Sobre estes pobres escreveram-se bibliotecas, distribuíram-se doutorados, gastaram-se milhões em conferências, enquanto eles estão cada dia mais pobres. Na boca de Francisco, “pobre” soa demagogia, populismo. Talvez por isso ele foi indicado para receber o Prêmio Nobel da Paz.
A caridade cristã nunca foi retórica, sempre foi prática e, por isso, pouco loquaz, porque muito ocupada em fazer, pois sabe-se que a perda de tempo equivale à perda de vidas.
A fé de Pedro
Diante de palavras tão severas, o leitor brasileiro, viciado em rotular pessoas por suas posturas, tentará colocar-me entre os inimigos do papa reinante. Se o fizer, errará. Meu sentimento, é o mesmo de Cristo:
“Simão, Simão, eis que satanás pediu insistentemente para vos peneirar como trigo; eu, porém, roguei por ti, a fim de que a tua fé não desfaleça. Quando, porém, te converteres, confirma teus irmãos” (Luc. XXII,31-32).
A palavra aqui traduzida por “desfaleça”, ekleipo, fala de omissão, falha, morte, cessação. Fala, portanto, de uma fé que se esvaiu…, porque a fé de Pedro pode definhar. E nós temos de estar preparados para esta eventualidade que, atualmente, não é apenas teórica.

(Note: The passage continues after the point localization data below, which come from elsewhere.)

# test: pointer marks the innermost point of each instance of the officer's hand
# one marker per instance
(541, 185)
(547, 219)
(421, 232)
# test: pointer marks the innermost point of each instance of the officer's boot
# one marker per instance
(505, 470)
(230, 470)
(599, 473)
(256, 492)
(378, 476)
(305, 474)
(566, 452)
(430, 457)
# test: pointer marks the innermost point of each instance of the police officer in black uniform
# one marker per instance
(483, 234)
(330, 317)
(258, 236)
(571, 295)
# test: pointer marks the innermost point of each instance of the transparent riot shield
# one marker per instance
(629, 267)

Ao mesmo Pedro que disse Cristo: “bem-aventurado és tu, Simão, filho de Jonas, porque não foi carne ou sangue que te revelaram isso, e sim meu Pai, que está nos céus. Também eu te digo que tu és Pedro, e sobre esta pedra edificarei minha Igreja, e as portas do inferno não prevalecerão contra ela” (Math. XVI,17-18), versículos depois diz “afasta-te de mim, satanás! Tu me serves de pedra de tropeço, porque não pensas as coisas de Deus, mas as dos homens” (Math. XVI,23).
De pedra de fundamento para pedra de tropeço deu-se apenas um passo: de pensar segundo Deus para pensar segundo os homens. As portas do inferno nunca prevalecerão contra a Igreja, mas Pedro pode ser chamado de satanás, quando se afasta da confissão de fé, que se faz o fundamento da Igreja.
No fundo de tudo isso, permanece a oração de Cristo, cuja única intenção é clara: “para que a tua fé não caia”. É a fé que precisamos conservar, é ela que nos norteará na confusão e será o nosso porto seguro, pois “sem fé, é impossível agradar a Deus” (Heb. XI,6).
Portanto, compete-nos rezar pelo Papa, a fim de que esteja alicerçado na fé, não em suas opiniões pessoais, nem muito menos na simpatia mundana, e, quando sua fé desfalece, não hesitarmos em ter as mesmas atitudes de São Paulo: “quando Cefas veio a Antioquia, eu o enfrentei abertamente, porque ele se tornara digno de censura”.
Na senda dos Santos
Foi com esta piedade firme e sem anonimato que Deus conduziu a Igreja em tempos de crise. Nisso, resplandece Santa Catarina de Sena, cujo amor sublime ao Papa chegava à tão arroubados transbordamentos que lhe faziam chamá-lo de il dolce Cristo in terra, sem anestesiá-la para o dever de censurá-lo e exortá-lo para que cumprisse o seu dever.
Ninguém amava o Papa com tamanha devoção como ela, nem tampouco alguém o repreendia com tanta liberdade e energia, porque tais coisas não são contraditórias senão para quem cultiva o respeito humano como desculpa para a manutenção de seu próprio conforto.
Que os santos de todos os tempos, heróis da fé e da coragem, ensinem-nos a amar, a orar, a reparar… e a resistir, quando isso é necessário.
O dilúvio está forte. O mar, encapelado. A borrasca, terrível. Mas, mesmo em meio a seus destroços, a nau não será tragada. Agarrados às ruínas, creio firmemente que não soçobraremos.